I woke up feeling a little fragile this morning. Yesterday we celebrated the first birthday of
JAMS (Joint Academic Microbial Seminars). This is a monthly microbiology seminar series held at the Australiam Museum in Sydney. Its sort of modeled on the San Diego Microbiology group meeting, and provides a venue for the microbiologists scattered around Sydney to meet each other and chat about science. It all came about from a meeting in a pub in Surrey Hills in 2010, where Federico Lauro, myself, Mike Manefield and Andy Holmes decided over a few beers that starting JAMS would be a good idea. Federico has done a heroic job turning JAMS into a reality, and we usually have 30-50 microbiologists turning up every month for JAMS.
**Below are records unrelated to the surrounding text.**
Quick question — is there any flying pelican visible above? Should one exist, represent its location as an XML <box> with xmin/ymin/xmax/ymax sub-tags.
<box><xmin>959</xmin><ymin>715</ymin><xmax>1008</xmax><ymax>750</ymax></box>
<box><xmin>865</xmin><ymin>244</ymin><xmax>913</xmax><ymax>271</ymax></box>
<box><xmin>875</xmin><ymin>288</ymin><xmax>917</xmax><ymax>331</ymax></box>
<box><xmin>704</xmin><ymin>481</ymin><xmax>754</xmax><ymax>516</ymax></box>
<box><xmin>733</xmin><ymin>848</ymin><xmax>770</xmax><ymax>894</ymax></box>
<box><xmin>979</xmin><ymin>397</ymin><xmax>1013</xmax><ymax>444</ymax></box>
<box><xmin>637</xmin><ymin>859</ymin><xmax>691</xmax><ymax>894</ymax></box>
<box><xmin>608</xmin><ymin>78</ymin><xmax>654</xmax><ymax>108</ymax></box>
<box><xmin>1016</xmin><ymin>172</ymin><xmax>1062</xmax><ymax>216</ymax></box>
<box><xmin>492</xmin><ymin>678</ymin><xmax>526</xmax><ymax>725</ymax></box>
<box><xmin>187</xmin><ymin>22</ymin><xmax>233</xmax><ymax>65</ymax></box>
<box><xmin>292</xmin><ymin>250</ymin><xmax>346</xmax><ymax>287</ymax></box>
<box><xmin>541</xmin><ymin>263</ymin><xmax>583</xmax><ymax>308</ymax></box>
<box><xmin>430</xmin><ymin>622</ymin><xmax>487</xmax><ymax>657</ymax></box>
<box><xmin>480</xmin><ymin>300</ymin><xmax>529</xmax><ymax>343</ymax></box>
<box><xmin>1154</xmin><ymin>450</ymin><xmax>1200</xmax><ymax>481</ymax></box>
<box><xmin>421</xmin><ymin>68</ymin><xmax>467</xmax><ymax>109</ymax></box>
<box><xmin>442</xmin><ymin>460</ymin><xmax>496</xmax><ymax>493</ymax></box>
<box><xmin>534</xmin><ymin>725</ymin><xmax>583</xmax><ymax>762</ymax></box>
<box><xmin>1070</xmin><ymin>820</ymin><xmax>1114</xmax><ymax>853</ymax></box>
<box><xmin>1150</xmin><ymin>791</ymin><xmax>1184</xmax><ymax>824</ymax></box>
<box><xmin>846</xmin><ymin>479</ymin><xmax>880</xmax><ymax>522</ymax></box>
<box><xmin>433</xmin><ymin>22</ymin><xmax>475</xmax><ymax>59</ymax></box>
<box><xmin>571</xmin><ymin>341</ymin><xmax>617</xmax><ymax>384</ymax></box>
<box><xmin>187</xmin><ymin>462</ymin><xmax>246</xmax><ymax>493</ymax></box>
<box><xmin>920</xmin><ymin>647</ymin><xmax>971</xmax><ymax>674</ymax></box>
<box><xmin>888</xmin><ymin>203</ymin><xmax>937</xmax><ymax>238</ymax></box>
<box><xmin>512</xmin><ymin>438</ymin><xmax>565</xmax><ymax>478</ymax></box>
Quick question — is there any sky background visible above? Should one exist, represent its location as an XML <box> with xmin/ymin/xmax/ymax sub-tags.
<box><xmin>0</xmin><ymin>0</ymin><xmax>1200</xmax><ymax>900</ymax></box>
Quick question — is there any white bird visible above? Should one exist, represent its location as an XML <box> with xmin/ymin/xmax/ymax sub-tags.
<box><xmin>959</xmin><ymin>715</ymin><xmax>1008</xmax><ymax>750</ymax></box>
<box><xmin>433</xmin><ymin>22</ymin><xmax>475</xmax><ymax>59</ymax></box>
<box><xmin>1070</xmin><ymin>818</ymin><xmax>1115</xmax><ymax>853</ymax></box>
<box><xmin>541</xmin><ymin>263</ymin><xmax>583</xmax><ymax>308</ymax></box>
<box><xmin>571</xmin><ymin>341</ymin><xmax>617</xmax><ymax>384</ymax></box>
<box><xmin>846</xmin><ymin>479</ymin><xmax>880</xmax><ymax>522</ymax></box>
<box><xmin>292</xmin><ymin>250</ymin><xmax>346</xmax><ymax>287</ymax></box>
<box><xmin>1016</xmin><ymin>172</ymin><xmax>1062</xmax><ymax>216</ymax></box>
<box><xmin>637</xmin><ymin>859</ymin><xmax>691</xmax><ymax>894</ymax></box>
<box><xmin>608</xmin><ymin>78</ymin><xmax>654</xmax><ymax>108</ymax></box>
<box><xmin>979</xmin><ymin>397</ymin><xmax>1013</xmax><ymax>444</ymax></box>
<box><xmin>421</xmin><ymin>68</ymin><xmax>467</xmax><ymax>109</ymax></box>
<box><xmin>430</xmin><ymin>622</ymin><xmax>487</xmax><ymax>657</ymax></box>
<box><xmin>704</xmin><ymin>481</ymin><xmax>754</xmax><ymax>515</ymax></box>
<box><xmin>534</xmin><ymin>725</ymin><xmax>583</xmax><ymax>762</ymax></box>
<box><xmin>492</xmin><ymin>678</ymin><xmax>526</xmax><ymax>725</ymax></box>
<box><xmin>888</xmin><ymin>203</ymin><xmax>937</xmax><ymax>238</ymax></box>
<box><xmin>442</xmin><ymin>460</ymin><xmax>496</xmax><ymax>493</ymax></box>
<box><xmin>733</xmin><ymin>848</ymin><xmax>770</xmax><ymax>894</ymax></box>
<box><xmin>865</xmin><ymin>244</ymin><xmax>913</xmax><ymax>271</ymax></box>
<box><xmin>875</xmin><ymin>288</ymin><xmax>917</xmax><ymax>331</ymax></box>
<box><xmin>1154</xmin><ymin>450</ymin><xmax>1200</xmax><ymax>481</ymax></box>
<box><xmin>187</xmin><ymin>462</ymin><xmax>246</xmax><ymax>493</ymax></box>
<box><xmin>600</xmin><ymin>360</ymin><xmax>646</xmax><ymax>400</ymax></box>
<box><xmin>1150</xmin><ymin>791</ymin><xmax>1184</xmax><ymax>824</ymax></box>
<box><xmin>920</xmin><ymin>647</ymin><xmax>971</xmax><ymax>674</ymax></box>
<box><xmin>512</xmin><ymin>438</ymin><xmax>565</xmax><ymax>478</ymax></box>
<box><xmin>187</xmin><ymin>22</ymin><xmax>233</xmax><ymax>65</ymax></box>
To celebrate the first birthday of JAMS, yesterday we had five excellent talks from interstate or international speakers. Thanks to Tim Stinnear, I now know what the bizarre link between Point Lonsdale (Victoria) and Western Africa is (hints- Mycobacterium ulcerans, mosquitos and ringtail possums). Afterwards we had dinner and copious volumes of wine in the dinosaur room of the museum. It was slightly disconcerting to have a video loop showing dinosaurs devouring each other in Triassic era, while we were eating slowly braised beef cheek.
Nevertheless, we had 79 people at the dinner, which would seem to be an encouraging sign for the future health of JAMS.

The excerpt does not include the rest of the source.